Charging network operator EVgo has integrated second-life BMW i3 batteries into a public DC fast charging station. The batteries will store energy from the grid generated during peak solar hours and later use that stored energy for charging during periods of high demand.

Following a pilot program at the University of California San Diego (UCSD), the site, in Union City, California, went into operation earlier this summer. It has two 50 kW DC fast chargers and two BMW i3 battery packs, each with a capacity of 22 kWh. The addition of a 30 kW inverter makes this a 30 kW/44 kWh energy storage system capable of demand charge management.

Several partners cooperated with EVgo on the project. BMW provided the recycled battery packs, and continues to provide ongoing technical support. Princeton Power Systems provided inverter hardware and integrated the inverter with the packs. Kisensum developed software controls for the battery system and managed software integration for the site-level demand charge management.

“Our Union City station is just the start of EVgo’s work integrating advanced energy storage into our rapidly expanding fast charging network,” said Cathy Zoi, CEO of EVgo.

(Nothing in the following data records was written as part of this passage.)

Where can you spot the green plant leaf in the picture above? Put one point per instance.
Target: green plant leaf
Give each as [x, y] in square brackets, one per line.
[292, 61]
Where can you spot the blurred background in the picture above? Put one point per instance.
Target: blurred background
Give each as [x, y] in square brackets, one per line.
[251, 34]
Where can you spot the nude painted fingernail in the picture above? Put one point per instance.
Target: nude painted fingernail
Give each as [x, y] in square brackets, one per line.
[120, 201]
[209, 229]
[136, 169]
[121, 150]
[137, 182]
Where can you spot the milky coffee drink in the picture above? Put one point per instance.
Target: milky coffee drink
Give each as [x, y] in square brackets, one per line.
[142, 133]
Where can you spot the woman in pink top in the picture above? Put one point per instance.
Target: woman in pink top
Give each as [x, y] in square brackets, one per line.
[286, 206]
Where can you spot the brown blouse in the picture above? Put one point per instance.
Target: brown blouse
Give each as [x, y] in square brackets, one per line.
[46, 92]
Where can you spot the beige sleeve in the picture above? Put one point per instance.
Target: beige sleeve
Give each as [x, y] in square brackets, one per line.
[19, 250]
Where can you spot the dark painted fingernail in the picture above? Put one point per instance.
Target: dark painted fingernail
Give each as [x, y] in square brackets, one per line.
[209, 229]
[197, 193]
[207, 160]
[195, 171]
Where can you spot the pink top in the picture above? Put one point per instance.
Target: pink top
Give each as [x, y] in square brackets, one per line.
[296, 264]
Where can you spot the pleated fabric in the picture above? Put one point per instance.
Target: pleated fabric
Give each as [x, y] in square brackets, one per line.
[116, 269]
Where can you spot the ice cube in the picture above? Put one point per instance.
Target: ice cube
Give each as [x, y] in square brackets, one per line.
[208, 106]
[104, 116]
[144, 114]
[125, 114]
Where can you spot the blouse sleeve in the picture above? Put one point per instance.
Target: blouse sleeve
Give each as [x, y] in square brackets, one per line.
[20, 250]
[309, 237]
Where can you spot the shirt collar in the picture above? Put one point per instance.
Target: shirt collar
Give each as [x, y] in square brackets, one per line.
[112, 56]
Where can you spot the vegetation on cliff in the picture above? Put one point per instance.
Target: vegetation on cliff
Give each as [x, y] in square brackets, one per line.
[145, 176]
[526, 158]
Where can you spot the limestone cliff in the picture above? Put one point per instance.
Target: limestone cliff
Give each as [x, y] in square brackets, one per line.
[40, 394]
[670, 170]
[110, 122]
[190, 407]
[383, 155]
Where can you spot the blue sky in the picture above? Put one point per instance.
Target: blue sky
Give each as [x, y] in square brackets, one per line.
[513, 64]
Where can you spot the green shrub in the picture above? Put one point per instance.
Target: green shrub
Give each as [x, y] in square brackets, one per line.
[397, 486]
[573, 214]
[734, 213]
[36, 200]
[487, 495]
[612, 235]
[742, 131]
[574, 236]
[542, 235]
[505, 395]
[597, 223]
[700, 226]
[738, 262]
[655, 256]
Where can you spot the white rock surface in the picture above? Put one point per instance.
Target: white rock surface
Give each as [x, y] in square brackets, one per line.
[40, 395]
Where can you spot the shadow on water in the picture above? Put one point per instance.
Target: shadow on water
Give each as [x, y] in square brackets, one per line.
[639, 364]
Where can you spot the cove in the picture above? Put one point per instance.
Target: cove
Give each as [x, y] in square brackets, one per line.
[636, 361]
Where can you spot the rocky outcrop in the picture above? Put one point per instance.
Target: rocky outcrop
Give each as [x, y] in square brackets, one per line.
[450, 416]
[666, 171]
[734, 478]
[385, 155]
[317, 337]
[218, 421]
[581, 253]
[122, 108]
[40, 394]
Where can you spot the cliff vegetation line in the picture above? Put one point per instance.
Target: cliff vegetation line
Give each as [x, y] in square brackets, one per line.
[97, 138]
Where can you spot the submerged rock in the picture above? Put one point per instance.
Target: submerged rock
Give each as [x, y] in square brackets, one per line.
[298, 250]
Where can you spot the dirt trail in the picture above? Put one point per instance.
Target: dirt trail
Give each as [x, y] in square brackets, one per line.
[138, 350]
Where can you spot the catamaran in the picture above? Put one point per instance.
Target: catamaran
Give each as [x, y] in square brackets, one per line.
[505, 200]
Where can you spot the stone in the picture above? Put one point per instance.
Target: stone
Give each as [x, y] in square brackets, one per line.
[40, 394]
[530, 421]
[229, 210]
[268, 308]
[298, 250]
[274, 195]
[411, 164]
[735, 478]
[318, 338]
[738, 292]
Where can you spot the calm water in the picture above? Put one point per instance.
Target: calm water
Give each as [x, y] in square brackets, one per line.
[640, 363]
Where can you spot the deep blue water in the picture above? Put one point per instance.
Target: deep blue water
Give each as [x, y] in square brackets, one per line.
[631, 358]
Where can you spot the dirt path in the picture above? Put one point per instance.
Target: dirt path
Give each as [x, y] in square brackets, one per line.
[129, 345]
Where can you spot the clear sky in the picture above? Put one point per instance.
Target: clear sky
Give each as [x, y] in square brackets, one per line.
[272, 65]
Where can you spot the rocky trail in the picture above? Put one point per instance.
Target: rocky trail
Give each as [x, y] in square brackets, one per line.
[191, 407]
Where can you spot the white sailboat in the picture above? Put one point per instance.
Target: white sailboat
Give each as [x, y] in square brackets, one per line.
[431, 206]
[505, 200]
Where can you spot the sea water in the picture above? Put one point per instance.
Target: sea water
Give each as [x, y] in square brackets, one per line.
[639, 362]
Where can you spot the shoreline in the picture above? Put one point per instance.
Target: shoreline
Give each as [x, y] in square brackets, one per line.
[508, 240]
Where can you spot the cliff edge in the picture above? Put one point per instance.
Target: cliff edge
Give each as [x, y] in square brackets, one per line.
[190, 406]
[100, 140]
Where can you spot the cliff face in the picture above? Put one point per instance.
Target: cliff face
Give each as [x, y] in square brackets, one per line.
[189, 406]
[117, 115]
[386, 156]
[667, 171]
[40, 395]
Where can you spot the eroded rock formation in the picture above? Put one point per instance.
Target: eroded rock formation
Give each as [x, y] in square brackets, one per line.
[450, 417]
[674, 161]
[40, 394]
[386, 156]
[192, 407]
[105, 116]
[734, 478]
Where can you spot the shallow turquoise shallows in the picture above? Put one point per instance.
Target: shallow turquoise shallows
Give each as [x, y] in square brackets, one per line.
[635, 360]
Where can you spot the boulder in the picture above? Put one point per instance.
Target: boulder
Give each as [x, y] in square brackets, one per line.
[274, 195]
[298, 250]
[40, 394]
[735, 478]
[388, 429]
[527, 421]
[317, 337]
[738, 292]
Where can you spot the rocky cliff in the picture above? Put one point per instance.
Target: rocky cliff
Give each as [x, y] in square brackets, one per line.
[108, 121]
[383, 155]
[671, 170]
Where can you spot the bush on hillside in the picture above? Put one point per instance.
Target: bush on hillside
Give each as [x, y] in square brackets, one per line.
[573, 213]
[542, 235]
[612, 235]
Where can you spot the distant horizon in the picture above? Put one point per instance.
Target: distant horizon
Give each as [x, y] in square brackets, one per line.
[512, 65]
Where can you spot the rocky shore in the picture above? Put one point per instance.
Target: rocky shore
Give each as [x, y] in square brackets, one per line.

“The increased use of second-life battery technology keeps fast charging of clean electric vehicles affordable and insulates the grid from spikes in electricity demand,” said Austin Brown, Executive Director of the UC Davis Policy Institute for Energy, Environment and the Economy. “Reusing batteries as backup for charging is a win-win for the economics and the environmental benefits of EVs.”


Source: EVgo

  • John Ebbinghaus

    Easy schematically, but… Split battery in two (electrically) rewire via a switch to allow each half of the battery to fast-charge by adding a new charging port. Re combine battery with auto switch.
    Drive away in 1/4th,of the regular charging time. .

    • Sean Graham

      It doesn’t work that way. Batteries charge based on their capacity, not how many are in series. Splitting in two means half the charge rate per half and no difference in overall charge time.

      • John Ebbinghaus

        Think= Charge two EV’s with one charger. Charge two EV’s with two chargers. Just looking for a way to charge one EV faster.
        Yes, it does mean reconfiguring an EV with an extra charging port. That may be worth it if you’re always driving long distances like a truck with extra batteries.
        Yup, extra batteries in your truck will be part of the “load” just like the battery you’re carrying now. Too bad batteries don’t get lighter as they are discharged as do gasoline, diesel even hydrogen tanks. ..

      • John Ebbinghaus

        Another way to look at it: An EV truck bigger than an EV car will require 2 batteries. Configure the truck with quick-charge ports, one for each battery. Compare this set-up to one big battery with one charge port. Want faster charging of your total batteries…you’ve got it. Anyone: Pass this on to Tesla or anyone involved with EV batteries. Thanks. It’s coming!!